We propose a new method for estimating causal effects in longitudinal/panel data settings that we call generalized difference-in-differences. Our approach unifies two alternative approaches in these settings: ignorability estimators (e.g., synthetic controls) and difference-in-differences (DiD) estimators. We propose a new identifying assumption -- a stable bias assumption -- which generalizes the conditional parallel trends assumption in DiD, leading to the proposed generalized DiD framework. This change gives generalized DiD estimators the flexibility of ignorability estimators while maintaining the robustness to unobserved confounding of DiD. We also show how ignorability and DiD estimators are special cases of generalized DiD. We then propose influence-function based estimators of the observed data functional, allowing the use of double/debiased machine learning for estimation. We also show how generalized DiD easily extends to include clustered treatment assignment and staggered adoption settings, and we discuss how the framework can facilitate estimation of other treatment effects beyond the average treatment effect on the treated. Finally, we provide simulations which show that generalized DiD outperforms ignorability and DiD estimators when their identifying assumptions are not met, while being competitive with these special cases when their identifying assumptions are met.

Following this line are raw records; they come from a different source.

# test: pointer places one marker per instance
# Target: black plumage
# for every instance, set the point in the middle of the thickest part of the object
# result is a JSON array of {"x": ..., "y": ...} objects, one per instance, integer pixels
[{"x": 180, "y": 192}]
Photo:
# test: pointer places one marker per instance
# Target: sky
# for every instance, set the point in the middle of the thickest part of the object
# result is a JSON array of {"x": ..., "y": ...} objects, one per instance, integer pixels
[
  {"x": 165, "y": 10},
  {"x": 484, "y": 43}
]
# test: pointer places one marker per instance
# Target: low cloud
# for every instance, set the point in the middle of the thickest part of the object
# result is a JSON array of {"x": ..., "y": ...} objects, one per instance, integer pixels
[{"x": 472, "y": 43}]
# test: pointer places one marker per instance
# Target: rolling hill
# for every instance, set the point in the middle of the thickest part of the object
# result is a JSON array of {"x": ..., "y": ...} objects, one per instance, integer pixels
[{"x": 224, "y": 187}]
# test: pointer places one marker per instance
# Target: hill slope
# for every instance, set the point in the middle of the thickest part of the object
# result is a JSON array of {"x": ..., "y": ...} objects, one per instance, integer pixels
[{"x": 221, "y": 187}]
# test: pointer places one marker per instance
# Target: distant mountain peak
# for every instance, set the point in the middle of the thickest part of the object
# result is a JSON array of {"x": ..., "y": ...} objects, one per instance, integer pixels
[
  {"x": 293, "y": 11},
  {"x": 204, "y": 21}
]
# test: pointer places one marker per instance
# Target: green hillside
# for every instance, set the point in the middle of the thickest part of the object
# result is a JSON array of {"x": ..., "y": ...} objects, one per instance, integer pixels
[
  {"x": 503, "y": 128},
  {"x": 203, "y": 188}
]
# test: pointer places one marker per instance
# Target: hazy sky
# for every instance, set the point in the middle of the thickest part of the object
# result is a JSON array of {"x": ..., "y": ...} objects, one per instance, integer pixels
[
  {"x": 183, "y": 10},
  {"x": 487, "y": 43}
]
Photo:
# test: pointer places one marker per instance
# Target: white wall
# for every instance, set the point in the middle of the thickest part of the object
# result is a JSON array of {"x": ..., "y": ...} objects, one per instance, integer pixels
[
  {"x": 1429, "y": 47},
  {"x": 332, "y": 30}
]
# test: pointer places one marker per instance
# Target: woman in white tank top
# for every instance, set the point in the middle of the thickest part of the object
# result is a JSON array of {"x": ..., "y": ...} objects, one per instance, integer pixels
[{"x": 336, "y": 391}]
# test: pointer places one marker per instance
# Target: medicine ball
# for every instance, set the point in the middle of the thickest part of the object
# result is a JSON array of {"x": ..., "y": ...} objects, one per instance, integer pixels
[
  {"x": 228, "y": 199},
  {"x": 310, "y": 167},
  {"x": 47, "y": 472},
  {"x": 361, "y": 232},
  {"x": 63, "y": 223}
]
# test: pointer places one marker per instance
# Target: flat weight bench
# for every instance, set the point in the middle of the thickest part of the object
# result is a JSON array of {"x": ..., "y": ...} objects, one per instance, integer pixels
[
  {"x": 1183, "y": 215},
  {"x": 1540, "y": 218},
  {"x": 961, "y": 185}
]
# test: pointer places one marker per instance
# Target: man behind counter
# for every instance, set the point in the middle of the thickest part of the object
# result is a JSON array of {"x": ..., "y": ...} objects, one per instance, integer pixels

翻译：我们提出一种在纵向/面板数据中估计因果效应的新方法，称之为广义双重差分法。该方法统一了此类数据中的两种替代方法：可忽略性估计量（如合成控制法）与双重差分估计量。我们提出了一种新的识别假设——稳定偏差假设——该假设推广了双重差分法中的条件平行趋势假设，由此构建了广义双重差分框架。这一转变使广义双重差分估计量兼具可忽略性估计量的灵活性，同时保持双重差分法对未观测混杂因素的稳健性。我们还证明了可忽略性估计量与双重差分估计量均为广义双重差分法的特例。随后，我们提出基于影响函数的观测数据泛函估计量，从而允许使用双重/去偏机器学习进行估计。我们进一步展示了广义双重差分法如何便捷扩展至聚类处理分配与分阶段采纳情境，并讨论了该框架如何促进除处理组平均处理效应之外的其他处理效应的估计。最后，仿真实验表明：当可忽略性估计量与双重差分估计量的识别假设未满足时，广义双重差分法表现更优；而当其识别假设满足时，广义双重差分法仍具有与这些特例方法相媲美的竞争力。